Es sind nur Damen bei denen mir nicht bekannt ist, dass es irgendwann einmal freizügige Fotos gegeben hat.

Wie sieht es bei euch aus?


----------



## Akrueger100 (12 Apr. 2014)

*Du Hast Madeleine Wehle Vergessen*


----------



## PackerGermany (12 Apr. 2014)

Akrueger100 schrieb:


> *Du Hast Madeleine Wehle Vergessen*



Sorry, aber deshalb habe ich dabei geschrieben. "Damen an denen ICH Spaß hätte" 

:thumbup:

Und da hätte ich auch gerne noch ein paar hinzu gefügt, aber mehr als 30 gibt es ja nicht zur Auswahl bei den Umfragen.


----------



## Chamser81 (12 Apr. 2014)

Vor ein paar Jahren hätte ich an erster Stelle die Babsi Schöneberger genannt. Aber mittlerweile bevorzuge ich da eher die Palina!

Leider ist der Playboy aber eh ein Photoshop-Hochglanzmagazin bei dem wir nie die "nackte Wahrheit" zu sehen bekommen würden!


----------



## PackerGermany (12 Apr. 2014)

Chamser81 schrieb:


> Vor ein paar Jahren hätte ich an erster Stelle die Babsi Schöneberger genannt. Aber mittlerweile bevorzuge ich da eher die Palina!
> 
> Leider ist der Playboy aber eh ein Photoshop-Hochglanzmagazin bei dem wir nie die "nackte Wahrheit" zu sehen bekommen würden!
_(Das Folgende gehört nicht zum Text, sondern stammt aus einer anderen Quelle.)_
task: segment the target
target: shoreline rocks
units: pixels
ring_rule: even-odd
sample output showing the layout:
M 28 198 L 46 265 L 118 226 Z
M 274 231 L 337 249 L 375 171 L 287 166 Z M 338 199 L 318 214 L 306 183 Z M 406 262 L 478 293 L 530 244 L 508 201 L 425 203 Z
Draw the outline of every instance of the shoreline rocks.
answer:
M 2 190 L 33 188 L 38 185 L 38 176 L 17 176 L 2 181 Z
Manchmal vielleicht auch besser so...!? :thumbup:


----------



## sachsen paule (12 Apr. 2014)

niemand, ist doch eh alles nur noch photoshop, kann ich drauf verzichten


----------



## thomashm (13 Apr. 2014)

sachsen paule schrieb:


> niemand, ist doch eh alles nur noch photoshop, kann ich drauf verzichten



Wie wahr, wie wahr.


----------



## Storm_Animal (13 Apr. 2014)

Alles Ich würde gerne Kate Ryan auf dem Cover sehen, die wurde wenigstens zur berühmtesten Belgierin gekührt...


----------



## PackerGermany (24 Apr. 2014)

:d:wow::wow::d


----------



## PackerGermany (31 Mai 2014)

...noch 11 Tage!


----------



## nase94 (1 Nov. 2015)

Wie wärs denn mir Helene Fischer?


----------



## gauloises2 (1 Nov. 2015)

Sehr schöne Umfrage!!:thx: - Die Einwände mit Photoshop: Naja, man hätte ja auch formulieren können "Wen würdet Ihr am liebsten Mal "ganz ohne" sehen?" - Auf jeden Fall fände ich eine Neuauflage der Umfrage sehr schön! :thumbup:


----------